Which means you need to go back and put the parentheses in there. Does that makes sense? Okay. It's an easy thing to slip up, that's why I try and call it out. So so far, I've been showing you this return, right? Whatever your return is going to be given back if someone calls the function, right?

So if I call greet, this is giving me back that string. I could throw this in a variable, I can console.log it out, I can pass it into another function, I can do whatever I want. Sometimes functions don't return anything, which means they would just be undefined if you tried to capture the return value.

So that, go ahead?
>> Speaker 2: Can you show us what happens in there if you take out the parameters? If you just say, console.log greet with the quote or something.
>> Brian Holt: It's gonna be like, it's still going to work, it's just going to say undefined everywhere.
>> Speaker 2: That's really interesting.

>> Brian Holt: So if you don't pass anything in here, it's not going to error out, it's just going to be undefined.
>> Brian Holt: So whenever you try and make an undefined into a string it actually gives you back the string undefined. Undefined, undefined, undefined, it's profound. Okay, does that answer your question?

>> Speaker 2: Yeah.
>> Brian Holt: Generally, you don't want things to be undefined, as a rule of thumb.
>> Brian Holt: So going back to what I was talking about, sometimes functions don't return things, right? Notice in this function here, logOutYourHome doesn't return anything, right? So in this particular case, it just takes city, state, and country, and it just logs it out to the console.

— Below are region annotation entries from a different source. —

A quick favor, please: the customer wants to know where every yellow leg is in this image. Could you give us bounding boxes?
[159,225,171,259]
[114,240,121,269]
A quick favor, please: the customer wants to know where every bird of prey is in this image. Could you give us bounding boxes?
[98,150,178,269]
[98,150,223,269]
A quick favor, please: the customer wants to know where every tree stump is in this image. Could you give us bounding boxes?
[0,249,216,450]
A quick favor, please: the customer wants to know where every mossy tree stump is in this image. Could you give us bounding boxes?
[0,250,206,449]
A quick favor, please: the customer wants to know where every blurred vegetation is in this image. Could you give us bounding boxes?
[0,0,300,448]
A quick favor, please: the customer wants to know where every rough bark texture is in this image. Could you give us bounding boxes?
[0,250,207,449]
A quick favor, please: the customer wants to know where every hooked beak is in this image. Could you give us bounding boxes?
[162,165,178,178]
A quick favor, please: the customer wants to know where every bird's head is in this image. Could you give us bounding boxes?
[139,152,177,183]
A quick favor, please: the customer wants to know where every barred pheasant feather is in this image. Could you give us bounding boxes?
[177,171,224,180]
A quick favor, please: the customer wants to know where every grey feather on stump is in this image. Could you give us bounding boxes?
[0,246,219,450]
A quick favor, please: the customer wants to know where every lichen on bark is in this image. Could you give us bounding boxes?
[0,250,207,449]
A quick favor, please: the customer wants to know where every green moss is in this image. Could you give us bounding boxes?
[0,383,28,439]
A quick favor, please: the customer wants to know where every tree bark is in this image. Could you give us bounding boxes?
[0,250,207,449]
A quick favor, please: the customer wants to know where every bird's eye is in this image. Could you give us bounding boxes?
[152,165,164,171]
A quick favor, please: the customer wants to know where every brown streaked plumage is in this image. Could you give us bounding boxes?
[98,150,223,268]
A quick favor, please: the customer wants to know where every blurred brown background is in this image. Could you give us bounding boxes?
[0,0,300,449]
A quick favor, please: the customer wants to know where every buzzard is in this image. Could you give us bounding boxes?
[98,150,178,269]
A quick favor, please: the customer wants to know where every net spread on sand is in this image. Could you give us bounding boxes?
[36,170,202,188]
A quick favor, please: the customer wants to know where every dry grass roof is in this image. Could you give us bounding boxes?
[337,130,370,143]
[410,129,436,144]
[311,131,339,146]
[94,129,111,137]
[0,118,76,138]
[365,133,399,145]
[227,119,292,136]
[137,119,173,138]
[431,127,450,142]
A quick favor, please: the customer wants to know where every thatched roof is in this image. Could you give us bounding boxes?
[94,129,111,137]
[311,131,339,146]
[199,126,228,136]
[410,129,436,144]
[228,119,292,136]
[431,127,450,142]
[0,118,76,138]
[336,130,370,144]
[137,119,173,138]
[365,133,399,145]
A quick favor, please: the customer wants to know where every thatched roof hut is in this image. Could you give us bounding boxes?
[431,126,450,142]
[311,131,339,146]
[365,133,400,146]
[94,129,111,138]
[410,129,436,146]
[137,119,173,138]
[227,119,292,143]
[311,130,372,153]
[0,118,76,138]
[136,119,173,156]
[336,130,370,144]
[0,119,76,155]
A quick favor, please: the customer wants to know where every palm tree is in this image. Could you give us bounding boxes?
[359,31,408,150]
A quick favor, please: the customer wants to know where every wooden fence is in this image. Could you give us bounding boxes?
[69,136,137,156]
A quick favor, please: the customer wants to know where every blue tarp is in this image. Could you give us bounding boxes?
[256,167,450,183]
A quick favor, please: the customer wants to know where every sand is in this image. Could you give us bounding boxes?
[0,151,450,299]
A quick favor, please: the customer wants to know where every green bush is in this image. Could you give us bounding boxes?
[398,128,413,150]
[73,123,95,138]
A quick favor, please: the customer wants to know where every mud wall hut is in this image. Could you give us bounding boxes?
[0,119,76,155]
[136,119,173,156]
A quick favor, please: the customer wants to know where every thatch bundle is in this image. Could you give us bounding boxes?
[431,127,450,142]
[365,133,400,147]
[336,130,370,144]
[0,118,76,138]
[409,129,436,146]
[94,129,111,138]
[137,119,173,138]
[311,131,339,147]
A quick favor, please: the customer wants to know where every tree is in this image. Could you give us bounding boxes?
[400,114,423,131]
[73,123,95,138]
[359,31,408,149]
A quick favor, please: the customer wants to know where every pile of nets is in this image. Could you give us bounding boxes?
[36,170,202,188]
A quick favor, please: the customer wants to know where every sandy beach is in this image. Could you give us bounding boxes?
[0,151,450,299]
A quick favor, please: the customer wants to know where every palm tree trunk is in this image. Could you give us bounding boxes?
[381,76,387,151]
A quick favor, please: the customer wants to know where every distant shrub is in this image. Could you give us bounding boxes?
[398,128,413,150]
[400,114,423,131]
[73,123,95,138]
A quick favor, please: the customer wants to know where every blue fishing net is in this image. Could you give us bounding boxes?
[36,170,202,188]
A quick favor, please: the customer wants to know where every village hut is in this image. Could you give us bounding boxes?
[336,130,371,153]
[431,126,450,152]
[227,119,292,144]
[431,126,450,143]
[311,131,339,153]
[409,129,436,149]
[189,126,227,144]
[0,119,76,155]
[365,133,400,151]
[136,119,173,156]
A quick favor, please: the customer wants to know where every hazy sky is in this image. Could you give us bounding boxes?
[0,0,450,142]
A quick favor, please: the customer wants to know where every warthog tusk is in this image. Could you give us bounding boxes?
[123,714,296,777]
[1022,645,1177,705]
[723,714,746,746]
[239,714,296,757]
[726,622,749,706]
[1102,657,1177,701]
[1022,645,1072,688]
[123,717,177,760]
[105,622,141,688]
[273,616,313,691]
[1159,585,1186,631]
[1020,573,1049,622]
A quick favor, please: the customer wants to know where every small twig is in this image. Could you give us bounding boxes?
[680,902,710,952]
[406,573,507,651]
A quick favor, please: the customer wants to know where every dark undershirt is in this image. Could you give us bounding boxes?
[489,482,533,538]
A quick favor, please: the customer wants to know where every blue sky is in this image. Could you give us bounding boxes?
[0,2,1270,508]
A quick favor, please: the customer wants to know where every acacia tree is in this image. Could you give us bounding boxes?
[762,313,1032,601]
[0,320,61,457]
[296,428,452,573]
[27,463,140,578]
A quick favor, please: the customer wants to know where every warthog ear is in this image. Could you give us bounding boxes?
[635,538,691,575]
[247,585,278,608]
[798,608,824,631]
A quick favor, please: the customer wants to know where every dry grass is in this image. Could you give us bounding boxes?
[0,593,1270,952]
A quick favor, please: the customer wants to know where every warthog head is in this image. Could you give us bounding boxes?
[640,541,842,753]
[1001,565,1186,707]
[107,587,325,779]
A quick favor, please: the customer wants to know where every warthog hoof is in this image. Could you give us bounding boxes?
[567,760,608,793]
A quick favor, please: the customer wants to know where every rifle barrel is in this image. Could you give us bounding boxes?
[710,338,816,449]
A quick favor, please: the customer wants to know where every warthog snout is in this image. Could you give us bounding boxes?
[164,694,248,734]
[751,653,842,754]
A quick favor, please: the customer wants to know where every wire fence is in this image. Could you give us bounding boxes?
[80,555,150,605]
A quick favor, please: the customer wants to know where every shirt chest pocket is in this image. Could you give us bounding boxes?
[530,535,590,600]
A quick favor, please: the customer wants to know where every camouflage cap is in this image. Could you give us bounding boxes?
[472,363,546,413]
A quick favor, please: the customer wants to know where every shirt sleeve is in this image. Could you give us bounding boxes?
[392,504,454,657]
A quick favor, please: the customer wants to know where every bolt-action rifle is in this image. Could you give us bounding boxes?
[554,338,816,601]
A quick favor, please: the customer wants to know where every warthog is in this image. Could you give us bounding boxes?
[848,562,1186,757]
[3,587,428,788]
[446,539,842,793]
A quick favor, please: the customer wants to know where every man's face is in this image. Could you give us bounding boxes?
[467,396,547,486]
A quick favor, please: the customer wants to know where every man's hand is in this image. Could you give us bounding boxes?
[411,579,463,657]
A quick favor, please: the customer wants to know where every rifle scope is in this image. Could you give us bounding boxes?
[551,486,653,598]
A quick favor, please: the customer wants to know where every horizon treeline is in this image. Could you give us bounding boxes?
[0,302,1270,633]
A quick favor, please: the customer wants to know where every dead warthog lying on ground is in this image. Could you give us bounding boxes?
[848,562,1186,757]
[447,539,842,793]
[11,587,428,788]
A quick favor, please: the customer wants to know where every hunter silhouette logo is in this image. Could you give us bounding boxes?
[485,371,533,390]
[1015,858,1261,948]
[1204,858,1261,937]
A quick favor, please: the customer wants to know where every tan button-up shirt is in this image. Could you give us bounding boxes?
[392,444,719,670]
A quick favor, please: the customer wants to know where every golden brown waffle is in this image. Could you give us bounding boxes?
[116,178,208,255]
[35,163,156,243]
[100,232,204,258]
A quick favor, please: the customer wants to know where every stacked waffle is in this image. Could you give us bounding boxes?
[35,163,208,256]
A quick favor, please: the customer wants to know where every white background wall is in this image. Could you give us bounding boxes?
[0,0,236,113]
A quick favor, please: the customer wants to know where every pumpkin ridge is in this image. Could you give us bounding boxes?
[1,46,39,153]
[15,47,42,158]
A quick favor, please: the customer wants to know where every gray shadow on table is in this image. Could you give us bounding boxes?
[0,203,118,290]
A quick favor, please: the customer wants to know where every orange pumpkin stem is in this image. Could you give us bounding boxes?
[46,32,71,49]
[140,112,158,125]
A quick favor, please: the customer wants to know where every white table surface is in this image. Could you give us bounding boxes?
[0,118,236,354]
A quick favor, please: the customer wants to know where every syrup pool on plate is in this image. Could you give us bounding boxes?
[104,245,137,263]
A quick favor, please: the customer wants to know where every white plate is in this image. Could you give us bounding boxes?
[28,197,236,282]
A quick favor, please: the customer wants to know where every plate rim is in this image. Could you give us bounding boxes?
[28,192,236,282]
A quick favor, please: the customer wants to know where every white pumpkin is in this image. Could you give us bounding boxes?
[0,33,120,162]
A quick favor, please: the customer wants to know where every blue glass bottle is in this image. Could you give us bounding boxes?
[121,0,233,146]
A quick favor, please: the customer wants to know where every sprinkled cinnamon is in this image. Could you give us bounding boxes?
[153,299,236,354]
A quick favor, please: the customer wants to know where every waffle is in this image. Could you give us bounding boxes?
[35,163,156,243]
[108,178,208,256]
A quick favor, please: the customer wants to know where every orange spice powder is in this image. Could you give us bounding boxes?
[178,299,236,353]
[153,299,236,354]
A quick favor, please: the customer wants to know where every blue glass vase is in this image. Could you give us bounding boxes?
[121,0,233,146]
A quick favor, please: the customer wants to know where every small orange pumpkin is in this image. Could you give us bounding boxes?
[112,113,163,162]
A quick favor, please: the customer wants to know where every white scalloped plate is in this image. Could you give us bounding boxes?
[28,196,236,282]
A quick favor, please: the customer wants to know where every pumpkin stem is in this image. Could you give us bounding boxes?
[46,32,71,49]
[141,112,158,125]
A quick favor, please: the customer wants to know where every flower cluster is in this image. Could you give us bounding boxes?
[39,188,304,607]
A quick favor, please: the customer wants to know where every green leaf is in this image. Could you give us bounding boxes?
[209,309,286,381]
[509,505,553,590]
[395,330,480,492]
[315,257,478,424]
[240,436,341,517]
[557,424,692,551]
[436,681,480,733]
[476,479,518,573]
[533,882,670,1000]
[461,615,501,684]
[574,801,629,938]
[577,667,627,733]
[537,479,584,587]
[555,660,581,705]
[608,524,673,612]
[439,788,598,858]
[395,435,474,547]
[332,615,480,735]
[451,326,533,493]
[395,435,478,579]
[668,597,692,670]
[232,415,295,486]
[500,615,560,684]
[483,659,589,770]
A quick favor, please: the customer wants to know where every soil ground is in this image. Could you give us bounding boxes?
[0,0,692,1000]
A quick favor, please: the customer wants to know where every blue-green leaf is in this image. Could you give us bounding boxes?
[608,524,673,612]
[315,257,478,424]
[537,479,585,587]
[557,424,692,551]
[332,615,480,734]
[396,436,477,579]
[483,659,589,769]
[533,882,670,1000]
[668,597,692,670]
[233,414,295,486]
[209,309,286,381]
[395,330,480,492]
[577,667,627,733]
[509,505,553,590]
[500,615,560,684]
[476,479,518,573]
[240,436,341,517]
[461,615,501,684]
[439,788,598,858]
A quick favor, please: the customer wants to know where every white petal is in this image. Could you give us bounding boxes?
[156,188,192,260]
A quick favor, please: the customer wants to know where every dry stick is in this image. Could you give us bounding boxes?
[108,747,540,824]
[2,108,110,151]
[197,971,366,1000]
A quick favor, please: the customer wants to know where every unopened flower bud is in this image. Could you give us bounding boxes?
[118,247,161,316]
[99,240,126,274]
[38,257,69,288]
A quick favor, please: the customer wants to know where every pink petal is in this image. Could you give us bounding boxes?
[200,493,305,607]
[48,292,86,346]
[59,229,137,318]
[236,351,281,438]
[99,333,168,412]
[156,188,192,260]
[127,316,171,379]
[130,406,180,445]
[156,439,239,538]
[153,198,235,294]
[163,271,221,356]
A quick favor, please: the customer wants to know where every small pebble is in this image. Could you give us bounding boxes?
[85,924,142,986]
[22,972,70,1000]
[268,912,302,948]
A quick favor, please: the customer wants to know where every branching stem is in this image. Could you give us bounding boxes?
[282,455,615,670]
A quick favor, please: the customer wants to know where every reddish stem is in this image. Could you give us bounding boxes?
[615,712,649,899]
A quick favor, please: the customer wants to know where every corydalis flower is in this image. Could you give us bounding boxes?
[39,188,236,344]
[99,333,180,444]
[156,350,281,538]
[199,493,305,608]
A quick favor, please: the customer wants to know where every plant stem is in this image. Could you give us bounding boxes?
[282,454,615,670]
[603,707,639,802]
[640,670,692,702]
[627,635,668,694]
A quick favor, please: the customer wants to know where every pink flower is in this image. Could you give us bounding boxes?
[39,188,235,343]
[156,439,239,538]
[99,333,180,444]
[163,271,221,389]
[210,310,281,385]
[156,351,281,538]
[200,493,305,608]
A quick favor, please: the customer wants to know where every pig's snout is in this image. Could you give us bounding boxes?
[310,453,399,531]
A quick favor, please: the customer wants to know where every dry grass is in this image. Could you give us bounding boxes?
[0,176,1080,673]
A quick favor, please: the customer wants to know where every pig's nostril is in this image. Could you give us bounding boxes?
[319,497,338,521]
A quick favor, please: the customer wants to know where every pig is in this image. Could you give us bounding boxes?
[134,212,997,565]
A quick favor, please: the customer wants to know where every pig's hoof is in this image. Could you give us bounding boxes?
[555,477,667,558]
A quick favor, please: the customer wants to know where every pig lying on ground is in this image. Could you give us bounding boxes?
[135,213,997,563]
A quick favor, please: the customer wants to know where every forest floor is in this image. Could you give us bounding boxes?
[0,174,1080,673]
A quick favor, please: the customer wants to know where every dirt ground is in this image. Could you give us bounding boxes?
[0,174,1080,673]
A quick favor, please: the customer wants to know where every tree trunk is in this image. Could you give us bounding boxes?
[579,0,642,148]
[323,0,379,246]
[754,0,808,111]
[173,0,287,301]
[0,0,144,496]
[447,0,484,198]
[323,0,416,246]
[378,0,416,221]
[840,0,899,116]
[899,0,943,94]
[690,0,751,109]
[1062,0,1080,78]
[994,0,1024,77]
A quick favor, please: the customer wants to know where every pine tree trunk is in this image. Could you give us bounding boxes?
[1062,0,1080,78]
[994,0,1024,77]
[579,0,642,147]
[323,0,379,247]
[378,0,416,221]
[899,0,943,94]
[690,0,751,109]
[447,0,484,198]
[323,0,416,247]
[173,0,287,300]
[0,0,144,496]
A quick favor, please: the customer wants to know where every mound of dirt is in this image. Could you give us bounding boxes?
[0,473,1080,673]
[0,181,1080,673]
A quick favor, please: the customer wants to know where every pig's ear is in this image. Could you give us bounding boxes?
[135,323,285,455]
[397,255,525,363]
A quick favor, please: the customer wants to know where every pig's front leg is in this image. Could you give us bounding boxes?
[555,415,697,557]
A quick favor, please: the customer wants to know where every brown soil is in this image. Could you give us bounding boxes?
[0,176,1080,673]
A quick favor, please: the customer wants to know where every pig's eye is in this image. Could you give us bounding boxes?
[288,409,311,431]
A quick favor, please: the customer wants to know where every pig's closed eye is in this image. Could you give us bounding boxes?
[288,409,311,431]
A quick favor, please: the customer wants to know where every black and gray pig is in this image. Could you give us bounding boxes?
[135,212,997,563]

And it doesn't actually do anything about it. So notice I'm not doing anything here with the return value. It all does is just return it out. Sorry, it consoles it out.
>> Brian Holt: Does that makes sense? So you don't have to return anything, that is optional.
>> Brian Holt: Questions about that?

>> Speaker 2: So the reason you would wanna return something is if you have another function that then uses it?
>> Brian Holt: If you're depending on some sort of output from it, yeah. It just depends on what you're doing. So this would be useful if you had some sort of like, program and you were just trying to debug it like where people were from and you didn't want to have to put that console.log in every single place, you could just make this function called logOutYourHome and just keep passing those parameters in.

Okay, so that is more or less functions. All the functions I showed you so far where one line but they can be many, many lines, right? Often, most frequently, there could have been many lines, right? Like I could have done up here, const answer = num1 + num2, and then return answer, right.

So there can be for loops in here, and if statements, and whatever you want to put there.